For a start the whole thing fits on a credit-card-sized footprint. The tiny central processor is dwarfed by the components around it, belying its impressive capabilities. It’s a Broadcom ‘System on a Chip’ processor that neatly sandwiches processor, video GPU and 256MB of RAM in one tiny central bundle. It’s actually a Broadcom BCM2835, comprising an ARM1176JZFS with floating point capability, running at 700MHz. It was apparently originally intended for the set-top box market.
This makes it very approximately equivalent to a 300MHz Pentium 2 – not very exciting by modern standards – but the graphics capability part of that sandwich is bang up to date. It’s a separate Videocore 4 GPU, capable of Bluray quality playback, using H.264 at 40MBits/s.
In other words, Broadcom’s target market of set-top-box manufacturers, with their demand for 1080p high definition video, have led to this chip having the ability to cope with that without breaking into a sweat.
We saw it running a film at this quality – seamlessly – and also saw it rendering Rightmark’s Samurai warrior OpenGL ES benchmark, on the fly, at breathtaking quality and very impressive speed. A brand new desktop PC wouldn’t disgrace itself putting in a performance like that.
Video is outputted via HDMI – which can of course also transmit sound – but since this is targeted at the education market, where HD-ready kit isn’t quite so readily available, there is still an old-school option of composite video and audio out. There’s a 2p coin there too to help get a feel for just how small this thing really is.
The board runs off a 5v input – it uses a mini USB adapter – which means that many mobile phone chargers will power it but there are plenty of other options to get such a modest voltage. I gather it will still run even on lower voltages – such as the 4.5v output from three AA batteries. The 1w demand of the CPU is typical of many electronic devices on standby…
I’m thinking I would like to experiment with powering one from a solar panel or putting the Raspberry’s board inside the case of a wind-up clockwork radio. The boring option is of course to use a USB output from a monitor.
The truly wonderful thing about this amazing computer is that it’s so cheap that you could realistically deploy them in places where you’d not normally want to risk an expensive device. And because it boots from an SD card if you ‘brick’ the unit you can simply swap the SD card and re-insert the power cable to restore it. Incidentally the SD card being used to demo the unit was a fairly modest mid-range class 4 card – which gave ample performance for a demo of it running Linux – but it’s clear that using a class 10 card would improve paging performance and the screen redrawing (which is currently bitmapped rather than handed over to the GPU). This also suggests that there’s potential for a significant hike in performance on a device that’s already impressive in bang per buck.

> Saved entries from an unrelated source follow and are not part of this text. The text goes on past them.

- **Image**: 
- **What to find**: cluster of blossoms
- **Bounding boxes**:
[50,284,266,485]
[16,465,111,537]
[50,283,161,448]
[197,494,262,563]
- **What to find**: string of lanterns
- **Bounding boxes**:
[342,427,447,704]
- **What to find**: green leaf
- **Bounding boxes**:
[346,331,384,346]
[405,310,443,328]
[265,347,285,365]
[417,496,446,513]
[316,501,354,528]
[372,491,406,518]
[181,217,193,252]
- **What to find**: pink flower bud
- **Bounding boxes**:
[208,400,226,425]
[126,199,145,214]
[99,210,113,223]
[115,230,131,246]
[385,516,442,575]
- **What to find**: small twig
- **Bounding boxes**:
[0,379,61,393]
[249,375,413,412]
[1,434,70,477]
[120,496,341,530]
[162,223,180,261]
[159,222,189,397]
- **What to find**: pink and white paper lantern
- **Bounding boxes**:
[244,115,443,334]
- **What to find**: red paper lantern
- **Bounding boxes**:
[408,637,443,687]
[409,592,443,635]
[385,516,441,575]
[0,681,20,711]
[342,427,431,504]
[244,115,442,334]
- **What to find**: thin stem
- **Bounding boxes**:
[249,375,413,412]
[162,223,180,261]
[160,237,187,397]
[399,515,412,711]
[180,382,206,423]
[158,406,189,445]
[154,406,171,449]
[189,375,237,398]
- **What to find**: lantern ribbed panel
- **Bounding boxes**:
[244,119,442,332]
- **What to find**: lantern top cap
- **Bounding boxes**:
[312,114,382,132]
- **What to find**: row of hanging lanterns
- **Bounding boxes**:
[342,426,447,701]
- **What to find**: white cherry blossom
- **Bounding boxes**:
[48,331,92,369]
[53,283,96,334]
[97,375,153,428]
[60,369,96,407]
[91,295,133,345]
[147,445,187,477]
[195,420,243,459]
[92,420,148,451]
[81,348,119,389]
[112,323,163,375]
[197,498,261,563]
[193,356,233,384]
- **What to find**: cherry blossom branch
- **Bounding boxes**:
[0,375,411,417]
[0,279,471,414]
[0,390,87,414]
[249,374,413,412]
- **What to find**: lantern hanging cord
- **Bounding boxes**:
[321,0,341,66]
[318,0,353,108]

Update: the video from the OUCS session on the Pi can be found here
i will be getting this!!!!
Where can I get one I’m a dev from UK and think its amazing how much for one to develop right now
This is amazing, we will use this for sure for our shop, great job for who made it.
Chris, the Raspberry Pi is available from several suppliers, both in the UK and internationally. The project’s homepage (http://www.raspberrypi.org/) lists them.
[…] Raspberry Pi is practically a mini-computer roughly the size of a credit card. Image courtesy of Nexus news. […]
hi, this is absalutily amazing. where can i purchase one?
regards,
Adele
Adele,
They’re available from a number of retailers in the UK. CPC, Maplin and RS Components all sell the Pi. If you search for any of those names along with ‘Raspberry Pi’ you’ll get links to them.